I’m sure that this week’s post will not appeal to the majority of you, but hey, it’s my blog, right? The beginning of each semester, especially week’s 2 and 3 are stressful for me. The first week of class is introductions, many students add my class late, and everyone is getting their books for classes.
Weeks 2 and 3 are when everything revs up. Full lectures, quizzes, etc. And even though I’ve successfully taught for 16 years now, I still have anxiety, especially during these weeks. This has been especially true since the pandemic took us out of the classroom. On top of that, I also wasn’t on campus last fall, as I was on sabbatical. This means that I haven’t been teaching INSIDE a real classroom in almost 3 years (I get a little heart palpitation even as I type these words).

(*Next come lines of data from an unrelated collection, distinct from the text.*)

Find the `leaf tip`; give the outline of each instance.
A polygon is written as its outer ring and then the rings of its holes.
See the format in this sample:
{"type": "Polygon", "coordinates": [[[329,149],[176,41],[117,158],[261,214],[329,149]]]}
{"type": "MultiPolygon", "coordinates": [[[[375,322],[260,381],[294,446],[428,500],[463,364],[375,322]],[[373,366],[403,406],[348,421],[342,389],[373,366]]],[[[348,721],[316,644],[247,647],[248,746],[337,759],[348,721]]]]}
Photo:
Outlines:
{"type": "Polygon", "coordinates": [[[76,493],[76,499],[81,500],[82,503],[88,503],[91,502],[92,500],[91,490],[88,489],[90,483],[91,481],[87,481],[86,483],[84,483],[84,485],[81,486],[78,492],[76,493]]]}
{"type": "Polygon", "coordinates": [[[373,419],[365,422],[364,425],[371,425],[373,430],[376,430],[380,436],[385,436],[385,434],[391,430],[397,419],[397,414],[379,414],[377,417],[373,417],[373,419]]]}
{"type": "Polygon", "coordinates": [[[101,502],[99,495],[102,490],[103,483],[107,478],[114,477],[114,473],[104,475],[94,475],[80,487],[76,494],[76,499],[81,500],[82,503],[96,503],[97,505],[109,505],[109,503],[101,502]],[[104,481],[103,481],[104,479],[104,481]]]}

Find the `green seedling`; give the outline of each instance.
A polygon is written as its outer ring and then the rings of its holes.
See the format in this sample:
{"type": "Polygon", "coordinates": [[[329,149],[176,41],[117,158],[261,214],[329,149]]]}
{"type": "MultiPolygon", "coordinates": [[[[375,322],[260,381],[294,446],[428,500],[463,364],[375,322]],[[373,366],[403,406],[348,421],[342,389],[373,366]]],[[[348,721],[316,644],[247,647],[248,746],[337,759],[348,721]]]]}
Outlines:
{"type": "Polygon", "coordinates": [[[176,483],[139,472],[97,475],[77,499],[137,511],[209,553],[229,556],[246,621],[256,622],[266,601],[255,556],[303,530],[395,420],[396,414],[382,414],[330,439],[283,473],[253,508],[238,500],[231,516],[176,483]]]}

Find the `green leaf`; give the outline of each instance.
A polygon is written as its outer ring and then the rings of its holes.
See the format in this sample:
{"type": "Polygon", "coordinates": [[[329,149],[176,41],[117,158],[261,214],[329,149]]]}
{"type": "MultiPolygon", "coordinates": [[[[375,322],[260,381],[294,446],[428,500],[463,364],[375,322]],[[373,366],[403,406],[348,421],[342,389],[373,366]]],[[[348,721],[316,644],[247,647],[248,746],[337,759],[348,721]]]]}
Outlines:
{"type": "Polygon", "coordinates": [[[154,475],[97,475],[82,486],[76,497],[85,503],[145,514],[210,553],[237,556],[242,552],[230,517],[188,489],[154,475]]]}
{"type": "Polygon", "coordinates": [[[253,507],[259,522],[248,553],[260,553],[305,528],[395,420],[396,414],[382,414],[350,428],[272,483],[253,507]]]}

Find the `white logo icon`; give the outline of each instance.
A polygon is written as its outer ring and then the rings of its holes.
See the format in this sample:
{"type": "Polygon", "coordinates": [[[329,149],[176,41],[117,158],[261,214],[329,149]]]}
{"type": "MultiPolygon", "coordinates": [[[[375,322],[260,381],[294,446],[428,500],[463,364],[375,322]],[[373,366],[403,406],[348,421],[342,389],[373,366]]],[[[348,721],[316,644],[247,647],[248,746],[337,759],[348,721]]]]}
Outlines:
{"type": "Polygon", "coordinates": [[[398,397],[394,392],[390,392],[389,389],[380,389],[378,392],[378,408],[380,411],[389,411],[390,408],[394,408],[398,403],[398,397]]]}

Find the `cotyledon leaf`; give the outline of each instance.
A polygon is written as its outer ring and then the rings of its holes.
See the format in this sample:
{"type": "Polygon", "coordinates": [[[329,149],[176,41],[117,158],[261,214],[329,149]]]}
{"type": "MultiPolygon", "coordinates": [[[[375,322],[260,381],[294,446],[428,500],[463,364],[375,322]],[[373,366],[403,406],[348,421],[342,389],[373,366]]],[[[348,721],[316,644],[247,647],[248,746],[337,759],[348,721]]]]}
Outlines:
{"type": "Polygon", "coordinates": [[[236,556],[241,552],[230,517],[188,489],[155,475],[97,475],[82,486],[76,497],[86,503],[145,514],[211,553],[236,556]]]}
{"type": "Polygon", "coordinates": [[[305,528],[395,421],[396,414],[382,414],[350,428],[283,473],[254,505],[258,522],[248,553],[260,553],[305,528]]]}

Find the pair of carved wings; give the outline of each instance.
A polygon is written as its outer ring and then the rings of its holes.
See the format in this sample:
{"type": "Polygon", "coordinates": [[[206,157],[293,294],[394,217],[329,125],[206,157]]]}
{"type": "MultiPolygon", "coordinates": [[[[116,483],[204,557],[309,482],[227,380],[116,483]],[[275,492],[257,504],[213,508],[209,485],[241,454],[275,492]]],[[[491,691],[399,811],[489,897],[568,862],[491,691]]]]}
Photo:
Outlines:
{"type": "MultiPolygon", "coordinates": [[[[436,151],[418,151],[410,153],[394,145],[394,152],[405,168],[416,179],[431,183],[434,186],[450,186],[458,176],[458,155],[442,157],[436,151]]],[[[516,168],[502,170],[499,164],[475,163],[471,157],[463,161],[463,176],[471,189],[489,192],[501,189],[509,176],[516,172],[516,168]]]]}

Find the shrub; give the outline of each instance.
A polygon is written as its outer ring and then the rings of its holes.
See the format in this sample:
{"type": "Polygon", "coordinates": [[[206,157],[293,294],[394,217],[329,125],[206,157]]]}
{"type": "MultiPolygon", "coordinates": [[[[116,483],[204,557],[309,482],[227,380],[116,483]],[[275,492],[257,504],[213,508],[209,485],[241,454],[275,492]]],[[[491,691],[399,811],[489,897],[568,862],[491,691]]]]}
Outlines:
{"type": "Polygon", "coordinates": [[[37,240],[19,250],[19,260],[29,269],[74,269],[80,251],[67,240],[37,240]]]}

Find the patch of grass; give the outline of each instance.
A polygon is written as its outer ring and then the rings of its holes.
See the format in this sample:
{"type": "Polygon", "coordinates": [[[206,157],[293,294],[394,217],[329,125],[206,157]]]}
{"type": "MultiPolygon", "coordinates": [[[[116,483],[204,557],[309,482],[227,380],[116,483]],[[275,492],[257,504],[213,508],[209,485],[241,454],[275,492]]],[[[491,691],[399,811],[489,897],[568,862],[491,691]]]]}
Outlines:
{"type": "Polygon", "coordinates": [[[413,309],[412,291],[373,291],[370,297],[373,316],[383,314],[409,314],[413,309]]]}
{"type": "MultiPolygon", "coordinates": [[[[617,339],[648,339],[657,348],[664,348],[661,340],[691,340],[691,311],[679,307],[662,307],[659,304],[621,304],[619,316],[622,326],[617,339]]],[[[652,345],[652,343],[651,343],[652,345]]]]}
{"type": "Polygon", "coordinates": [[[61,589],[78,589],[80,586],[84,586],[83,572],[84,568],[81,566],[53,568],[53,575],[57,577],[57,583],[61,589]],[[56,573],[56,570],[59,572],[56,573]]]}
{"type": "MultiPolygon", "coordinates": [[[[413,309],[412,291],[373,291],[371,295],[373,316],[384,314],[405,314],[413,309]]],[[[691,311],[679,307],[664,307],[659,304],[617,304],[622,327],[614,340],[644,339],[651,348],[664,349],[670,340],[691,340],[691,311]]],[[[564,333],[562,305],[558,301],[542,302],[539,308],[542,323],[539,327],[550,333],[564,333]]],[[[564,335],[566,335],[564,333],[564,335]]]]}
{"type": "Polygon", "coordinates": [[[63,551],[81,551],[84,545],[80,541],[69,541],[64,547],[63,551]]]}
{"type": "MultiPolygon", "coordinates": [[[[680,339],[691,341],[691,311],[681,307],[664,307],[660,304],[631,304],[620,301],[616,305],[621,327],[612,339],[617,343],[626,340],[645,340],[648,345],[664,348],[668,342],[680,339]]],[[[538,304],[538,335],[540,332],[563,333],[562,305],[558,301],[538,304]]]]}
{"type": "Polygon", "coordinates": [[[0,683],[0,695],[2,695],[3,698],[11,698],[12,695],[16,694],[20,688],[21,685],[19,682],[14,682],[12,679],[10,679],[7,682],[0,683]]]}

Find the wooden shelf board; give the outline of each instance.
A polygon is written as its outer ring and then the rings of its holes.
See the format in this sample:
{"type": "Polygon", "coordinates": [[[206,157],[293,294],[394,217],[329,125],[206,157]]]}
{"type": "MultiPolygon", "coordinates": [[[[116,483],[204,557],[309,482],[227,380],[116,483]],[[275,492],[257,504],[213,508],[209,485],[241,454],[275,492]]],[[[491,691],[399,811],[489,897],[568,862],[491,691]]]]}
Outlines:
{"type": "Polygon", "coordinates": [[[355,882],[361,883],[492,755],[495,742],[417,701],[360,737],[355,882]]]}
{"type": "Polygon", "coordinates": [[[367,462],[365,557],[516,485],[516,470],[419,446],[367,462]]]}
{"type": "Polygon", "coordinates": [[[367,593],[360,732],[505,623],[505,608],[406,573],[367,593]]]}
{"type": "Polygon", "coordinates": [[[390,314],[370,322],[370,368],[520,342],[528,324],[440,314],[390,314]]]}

People deal with anxiety in lots of ways. Some positive, others not so much:( Today’s ARTICLE focuses on an attorney who deals with the same types of anxiety as I often do, especially early in the semester: speaking in front of people. The article focuses on mindfulness and there are some great nuggets here so I hope you’ll give it a read (or maybe two). Our ability to “test” thoughts we may be having (I’m going to fail in my presentation today, which will mean I’m a failure”) and determine if they are in fact true is key. The other nice section is the manner in which we respond to negative thoughts, fears, etc. Our tendency is to quickly react, which creates all sorts of problems. This isn’t the way it has to be, however. The extent to which we can create space in between those thoughts (I’m going to do poorly and thus I’m a failure) and how we react to them offers the opportunity to not allow anxiety to rule the moment.
Anyway, I know that most of you reading this rarely have anxiety, but it’s always a helpful reminder for me.